One of my favorite sites for the management of patient safety issues is the US Veterans Administration. There are a lot of educational materials and tools that I believe can be adapted to addressing patient safety issues associated with eHealth. I especially like the Patient Safety Assessment Tool, an Excel spreadsheet questionnaire that addresses many of the controls that should be in place when dealing with patient safety and the Healthcare Failure Mode and Effect Analysis (HFMEA) which is a five step process to conduct a prospective patient safety risk analysis. The five steps in the HFMEA are:
  • Step 1 - Define the Health Failure Mode and Effect Analysis Topic
  • Step 2 - Assemble the Team
  • Step 3 - Graphically Describe the Process
  • Step 4 - Conduct a Hazard Analysis
  • Step 5 - Actions and Outcome Measures
An excellent resource worth spending a little time on.

Thursday, August 2, 2007

Compliance vs. Risk Management

One of the first realizations I had when I started researching risk management in eHealth is the need for a paradigm shift from what I call a "compliance mindset" to a "risk management mindset".

The compliance mindset says that if you following all of the prescribed laws and standards, everything will be OK. The risk management mindset says that you need to understand the world around you, you need to understand your eHealth program, and you need to understand all of the risks associated with implementing the eHealth program into your environment. The risk management mindset then insists that you do something about those risks.

eHealth has been caught up in the compliance mindset, particularly with respect to privacy and security. Unfortunately, our legislators and standards setters have only tackled part of the risk issue associated with eHealth. While we have privacy legislation in most jurisdictions, and while standards are emerging for eHealth security, we miss many eHealth risks.

The biggest gaps in my mind are around safety risks and the many project and business risks associated with eHealth.

I personally have never seen an eHealth project fail because of a privacy issue (though breaches have caused grief for eHealth managers and the unfortunate victims). I have however seen many eHealth initiatives fail because of project and business risks that were completely predictable, but invisible to those who operated in the compliance paradigm. Poor project management, business models that failed to address the needs of all stakeholders, poor understanding of the end-user environment, inadequate funding and poor procurement practices top my list of factors that have caused eHealth projects to fail.

The safety issue is the sleeper here. The only reason we haven't seen more safety issues is that we have only just begun to implement eHealth into the clinical environment.
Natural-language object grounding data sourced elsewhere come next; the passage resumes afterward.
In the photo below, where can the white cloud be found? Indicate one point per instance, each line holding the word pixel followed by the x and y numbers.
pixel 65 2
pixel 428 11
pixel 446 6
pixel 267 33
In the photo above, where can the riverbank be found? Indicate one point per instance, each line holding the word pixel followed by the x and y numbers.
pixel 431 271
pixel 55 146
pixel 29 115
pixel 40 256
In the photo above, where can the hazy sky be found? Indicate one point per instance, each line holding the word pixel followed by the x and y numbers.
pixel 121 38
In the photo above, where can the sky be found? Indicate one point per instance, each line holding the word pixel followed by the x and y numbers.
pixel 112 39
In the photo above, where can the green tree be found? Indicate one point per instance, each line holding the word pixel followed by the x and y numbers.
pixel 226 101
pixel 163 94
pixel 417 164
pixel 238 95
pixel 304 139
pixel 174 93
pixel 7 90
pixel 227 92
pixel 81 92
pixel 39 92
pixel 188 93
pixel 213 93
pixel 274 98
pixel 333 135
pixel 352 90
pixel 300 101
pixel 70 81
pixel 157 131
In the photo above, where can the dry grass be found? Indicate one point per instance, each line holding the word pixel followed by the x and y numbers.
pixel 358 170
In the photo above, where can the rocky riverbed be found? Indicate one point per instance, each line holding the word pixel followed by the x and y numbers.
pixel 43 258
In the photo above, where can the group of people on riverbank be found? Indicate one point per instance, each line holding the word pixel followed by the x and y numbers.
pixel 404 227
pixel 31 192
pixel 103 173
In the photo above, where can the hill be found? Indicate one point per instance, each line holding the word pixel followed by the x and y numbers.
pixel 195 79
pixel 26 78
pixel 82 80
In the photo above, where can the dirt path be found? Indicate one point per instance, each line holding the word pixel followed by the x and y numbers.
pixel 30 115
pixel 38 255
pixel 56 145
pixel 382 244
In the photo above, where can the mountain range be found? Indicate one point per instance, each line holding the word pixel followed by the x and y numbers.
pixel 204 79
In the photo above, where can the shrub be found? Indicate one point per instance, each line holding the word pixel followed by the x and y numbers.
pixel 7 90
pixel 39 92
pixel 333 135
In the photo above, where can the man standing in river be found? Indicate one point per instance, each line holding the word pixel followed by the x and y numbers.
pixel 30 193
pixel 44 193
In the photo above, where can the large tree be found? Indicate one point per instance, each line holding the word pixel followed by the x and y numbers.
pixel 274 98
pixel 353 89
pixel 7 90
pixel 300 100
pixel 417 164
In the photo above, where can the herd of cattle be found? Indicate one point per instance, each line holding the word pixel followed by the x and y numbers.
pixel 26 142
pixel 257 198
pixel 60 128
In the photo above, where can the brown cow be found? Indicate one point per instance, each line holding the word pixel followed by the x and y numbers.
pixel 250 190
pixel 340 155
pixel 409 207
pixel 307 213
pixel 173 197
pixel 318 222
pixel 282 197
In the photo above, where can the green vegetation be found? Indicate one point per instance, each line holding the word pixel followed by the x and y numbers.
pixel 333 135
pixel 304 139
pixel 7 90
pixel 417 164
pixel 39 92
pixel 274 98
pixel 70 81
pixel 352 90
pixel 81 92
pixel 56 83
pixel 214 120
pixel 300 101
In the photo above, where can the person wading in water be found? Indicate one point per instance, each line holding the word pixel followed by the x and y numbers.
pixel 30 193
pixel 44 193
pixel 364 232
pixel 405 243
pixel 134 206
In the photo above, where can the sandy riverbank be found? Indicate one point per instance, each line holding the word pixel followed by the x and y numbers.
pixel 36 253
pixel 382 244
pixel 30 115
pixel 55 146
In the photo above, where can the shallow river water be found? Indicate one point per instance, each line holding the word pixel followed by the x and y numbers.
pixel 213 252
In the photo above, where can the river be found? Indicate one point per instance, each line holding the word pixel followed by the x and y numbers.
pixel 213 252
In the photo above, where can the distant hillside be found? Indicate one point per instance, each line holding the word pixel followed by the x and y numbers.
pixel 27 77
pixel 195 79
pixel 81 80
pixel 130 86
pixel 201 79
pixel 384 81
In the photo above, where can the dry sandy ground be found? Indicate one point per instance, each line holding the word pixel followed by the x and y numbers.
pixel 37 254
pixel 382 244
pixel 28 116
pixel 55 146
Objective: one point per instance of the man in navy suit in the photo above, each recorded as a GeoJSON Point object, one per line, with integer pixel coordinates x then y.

Early experience around CPOE suggests that implemented well CPOE can reduce medical errors. Implemented poorly, CPOE can kill. As eHealth rolls out I believe we will see more and more serious safety issues. As of yet there is no structured process for assessing safety risk in eHealth (although draft safety standards for health IT software are in development at ISO TC215/WG4). But even these standards will address only part of the safety issue.

Compliance with legislation and standards is a good thing. Legislators and standards setters are to be lauded for their efforts. But it isn't enough. If eHealth is to succeed we need to tackle the full range of risk issues associated with health IT and the human and business systems that surround it.